The persisting co-existence in France of ‘small, specialized and highly competitive schools’ with ‘the universities [that] are large and ever growing, and (…) not selective’ (Suleiman, 1977: 192) can sound surprising in an era of higher education ‘democratisation’ (Beaud and Convert, 2010). However, this idiosyncrasy must be understood through the central role that the grandes écoles play in the training of the elite in France. Historically, the grandes écoles developed after the French Revolution with the goal to train a ‘meritocratic’ elite selected on competence criteria that would be loyal to the state and not based on aristocratic endowments—at that time there existed a strong political mistrust towards universities, which were closely linked to religious authorities (Bourdieu, 1989).
Sociological studies have suggested that the grandes écoles could be considered as an ‘elite production machine’ (Eymeri, 2001; Darmon, 2013), with the underlying idea that these institutions would have the ‘power’ to erase individual differences (Bataille, 2015). This machine has indeed worked quite well, as most of the French economic, political, and academic elite was trained in a grande école (Bourdieu, 1989). Still today, and despite the internationalization of the elite recruitment, having graduated from a grande école constitutes a major asset to attain highly prestigious positions in France (Denord, Lagneau-Ymonet and Thine, 2011). For all these reasons, the grandes écoles enjoy a high degree of symbolic capital in France (Bodin and Orange, 2016), although over the past couple of decades, there has been intense debate in France as to how to increase the social diversity in the student body of the grandes écoles (Van Zanten, 2010), as it is widely believed that these institutions constitute an ‘elite reproduction machine’.

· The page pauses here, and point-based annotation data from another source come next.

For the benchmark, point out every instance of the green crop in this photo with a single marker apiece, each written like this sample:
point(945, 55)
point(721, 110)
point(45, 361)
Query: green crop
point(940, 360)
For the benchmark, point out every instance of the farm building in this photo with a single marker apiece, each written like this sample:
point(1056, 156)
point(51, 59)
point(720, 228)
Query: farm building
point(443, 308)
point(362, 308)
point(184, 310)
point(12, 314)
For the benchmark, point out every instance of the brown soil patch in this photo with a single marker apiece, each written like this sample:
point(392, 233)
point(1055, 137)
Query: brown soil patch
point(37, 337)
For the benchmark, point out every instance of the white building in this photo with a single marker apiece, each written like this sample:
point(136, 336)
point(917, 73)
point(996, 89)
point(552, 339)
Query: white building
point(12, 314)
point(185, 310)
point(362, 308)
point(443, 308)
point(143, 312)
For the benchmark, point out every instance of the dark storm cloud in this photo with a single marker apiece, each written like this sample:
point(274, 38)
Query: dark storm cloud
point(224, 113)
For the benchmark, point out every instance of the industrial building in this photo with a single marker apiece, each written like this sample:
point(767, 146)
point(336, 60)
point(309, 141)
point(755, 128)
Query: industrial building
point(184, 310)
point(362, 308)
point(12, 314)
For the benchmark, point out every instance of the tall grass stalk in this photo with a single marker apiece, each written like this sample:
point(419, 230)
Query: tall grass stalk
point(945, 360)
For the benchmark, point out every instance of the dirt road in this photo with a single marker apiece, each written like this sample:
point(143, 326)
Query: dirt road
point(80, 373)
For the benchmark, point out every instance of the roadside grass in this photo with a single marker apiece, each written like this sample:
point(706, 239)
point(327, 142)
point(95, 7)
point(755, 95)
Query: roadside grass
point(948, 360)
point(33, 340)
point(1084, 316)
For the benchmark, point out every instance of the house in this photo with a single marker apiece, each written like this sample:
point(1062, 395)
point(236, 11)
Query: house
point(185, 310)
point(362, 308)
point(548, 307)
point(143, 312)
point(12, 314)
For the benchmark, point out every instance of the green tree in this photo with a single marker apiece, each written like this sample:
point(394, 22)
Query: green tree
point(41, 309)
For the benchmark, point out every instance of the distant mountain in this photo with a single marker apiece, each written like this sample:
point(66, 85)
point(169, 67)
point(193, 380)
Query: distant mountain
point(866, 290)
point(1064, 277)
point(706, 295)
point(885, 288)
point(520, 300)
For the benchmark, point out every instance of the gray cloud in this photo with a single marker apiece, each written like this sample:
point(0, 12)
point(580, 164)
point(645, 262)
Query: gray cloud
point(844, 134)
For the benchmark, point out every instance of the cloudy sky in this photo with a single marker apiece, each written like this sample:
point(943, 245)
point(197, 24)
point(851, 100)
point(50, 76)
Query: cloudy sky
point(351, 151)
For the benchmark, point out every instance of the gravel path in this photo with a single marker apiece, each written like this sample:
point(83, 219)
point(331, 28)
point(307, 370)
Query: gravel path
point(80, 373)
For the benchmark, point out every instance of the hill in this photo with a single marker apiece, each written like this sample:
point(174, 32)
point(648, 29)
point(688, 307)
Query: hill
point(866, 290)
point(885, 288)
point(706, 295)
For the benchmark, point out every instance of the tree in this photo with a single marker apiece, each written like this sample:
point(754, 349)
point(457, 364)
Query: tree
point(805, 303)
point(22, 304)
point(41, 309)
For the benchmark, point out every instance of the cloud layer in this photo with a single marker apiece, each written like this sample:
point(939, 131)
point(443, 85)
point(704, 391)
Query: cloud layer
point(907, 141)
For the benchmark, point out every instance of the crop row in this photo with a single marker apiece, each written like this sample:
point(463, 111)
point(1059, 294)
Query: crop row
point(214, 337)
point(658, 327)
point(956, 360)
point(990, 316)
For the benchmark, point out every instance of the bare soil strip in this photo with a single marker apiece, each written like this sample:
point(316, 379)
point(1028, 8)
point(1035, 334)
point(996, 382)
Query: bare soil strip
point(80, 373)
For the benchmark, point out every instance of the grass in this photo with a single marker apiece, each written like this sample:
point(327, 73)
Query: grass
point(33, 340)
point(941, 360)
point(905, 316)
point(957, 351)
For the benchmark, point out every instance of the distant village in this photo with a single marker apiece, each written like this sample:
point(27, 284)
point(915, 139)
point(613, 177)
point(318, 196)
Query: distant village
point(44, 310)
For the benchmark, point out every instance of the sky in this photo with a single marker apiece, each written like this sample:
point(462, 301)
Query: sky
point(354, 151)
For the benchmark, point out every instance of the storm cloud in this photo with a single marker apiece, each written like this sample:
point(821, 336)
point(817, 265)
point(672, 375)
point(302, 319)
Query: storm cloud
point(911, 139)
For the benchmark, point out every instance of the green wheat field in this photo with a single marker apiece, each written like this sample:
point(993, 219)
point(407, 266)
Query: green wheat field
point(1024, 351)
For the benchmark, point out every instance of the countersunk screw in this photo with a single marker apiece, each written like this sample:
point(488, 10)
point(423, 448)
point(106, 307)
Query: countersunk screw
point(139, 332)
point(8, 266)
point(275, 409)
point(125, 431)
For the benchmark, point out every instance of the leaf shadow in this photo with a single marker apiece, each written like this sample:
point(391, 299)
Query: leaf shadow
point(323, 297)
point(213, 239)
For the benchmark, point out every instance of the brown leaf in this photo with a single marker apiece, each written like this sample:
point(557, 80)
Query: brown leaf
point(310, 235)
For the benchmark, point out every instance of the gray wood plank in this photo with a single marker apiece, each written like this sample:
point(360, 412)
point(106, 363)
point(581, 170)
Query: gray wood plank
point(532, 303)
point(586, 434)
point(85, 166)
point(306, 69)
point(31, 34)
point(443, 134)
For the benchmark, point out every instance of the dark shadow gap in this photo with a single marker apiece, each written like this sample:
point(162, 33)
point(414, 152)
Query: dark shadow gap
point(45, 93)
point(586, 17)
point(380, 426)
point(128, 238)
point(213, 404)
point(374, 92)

Previous Research on France and Limitations
Research on intergenerational social mobility in France has documented a general increase in observed social mobility as well as in social fluidity over time (Vallet, 1999, 2004, 2017; Peugny, 2007). Both equalization and compositional effects have contributed to this evolution (Thélot and Vallet, 2000; Vallet, 2004, 2017; Vallet and Selz, 2007; Breen et al., 2009, 2010; Bouchet-Valat et al., 2016). In a recent study, Vallet (2017) furthermore underlined that educational equalization was the main driver of increased social fluidity for the 1945–1954 cohort, while educational expansion was the main factor for subsequent cohorts. He also uncovered that social fluidity increases with age, suggesting that career mobility plays an important role on intergenerational social mobility in France.

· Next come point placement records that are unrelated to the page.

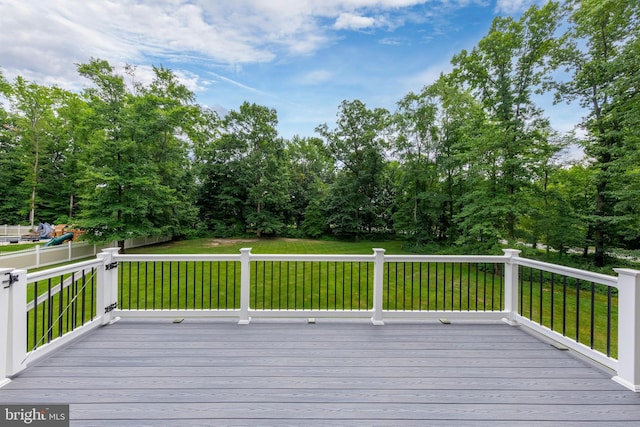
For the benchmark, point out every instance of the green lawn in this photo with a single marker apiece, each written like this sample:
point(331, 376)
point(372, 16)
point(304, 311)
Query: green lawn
point(348, 285)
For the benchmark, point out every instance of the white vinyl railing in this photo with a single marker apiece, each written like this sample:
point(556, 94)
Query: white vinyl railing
point(67, 301)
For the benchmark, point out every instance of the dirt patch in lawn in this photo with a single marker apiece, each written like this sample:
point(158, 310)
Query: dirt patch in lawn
point(220, 242)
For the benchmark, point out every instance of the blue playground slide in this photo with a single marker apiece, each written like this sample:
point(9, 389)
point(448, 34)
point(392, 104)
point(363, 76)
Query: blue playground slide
point(57, 240)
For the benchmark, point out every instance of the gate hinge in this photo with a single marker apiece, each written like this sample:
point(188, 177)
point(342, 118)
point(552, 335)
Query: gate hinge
point(13, 278)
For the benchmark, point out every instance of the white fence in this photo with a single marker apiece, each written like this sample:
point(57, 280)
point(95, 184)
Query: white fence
point(42, 256)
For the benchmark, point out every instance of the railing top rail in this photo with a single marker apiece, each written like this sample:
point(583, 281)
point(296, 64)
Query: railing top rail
point(590, 276)
point(312, 257)
point(175, 257)
point(446, 258)
point(54, 272)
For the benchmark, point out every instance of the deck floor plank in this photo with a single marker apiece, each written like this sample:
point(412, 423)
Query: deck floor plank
point(290, 373)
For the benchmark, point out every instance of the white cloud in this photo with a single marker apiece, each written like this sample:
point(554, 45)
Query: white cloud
point(316, 77)
point(42, 40)
point(511, 7)
point(349, 21)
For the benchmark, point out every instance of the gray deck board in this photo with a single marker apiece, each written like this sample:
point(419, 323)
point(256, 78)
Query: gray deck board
point(269, 373)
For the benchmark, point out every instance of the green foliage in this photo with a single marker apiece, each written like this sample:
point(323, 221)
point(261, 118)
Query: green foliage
point(357, 144)
point(245, 177)
point(135, 167)
point(464, 164)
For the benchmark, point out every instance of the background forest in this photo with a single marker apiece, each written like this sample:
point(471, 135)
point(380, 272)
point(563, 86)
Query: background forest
point(469, 161)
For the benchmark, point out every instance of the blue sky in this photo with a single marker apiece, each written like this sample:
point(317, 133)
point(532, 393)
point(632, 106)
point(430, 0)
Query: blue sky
point(301, 57)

Further research, however, qualifies to some extent these general conclusions. First, the democratization of the educational system has been unevenly distributed based on educational tracks. Ichou and Vallet (2011) have shown, for instance, that while inequality in rates of passing the baccalauréat in relation to social background decreased across cohorts, inequality was actually maintained when distinguishing between the different types of baccalauréat. Along similar lines, some studies have shown that, after a small opening trend, social selectivity in the access to the grandes écoles has increased in recent years (Albouy and Wanecq, 2003; Albouy and Tavan, 2007; Duru-Bellat, Kieffer, and Reimer, 2008). Second, returns to education have weakened (Vallet, 2004; Bouchet-Valat et al., 2016), and downward social mobility has increased over time (Peugny, 2007, 2013). Third, the direct effect of social origin on social destination also increased over time (Bouchet-Valat et al., 2016). Ichou and Vallet (2013) furthermore reported an increase in the relative importance of primary effect between individuals born in 1951 and those born in 1984, insofar as the heterogeneity in terms of social background profile of those who reach the next educational transition has increased with educational expansion.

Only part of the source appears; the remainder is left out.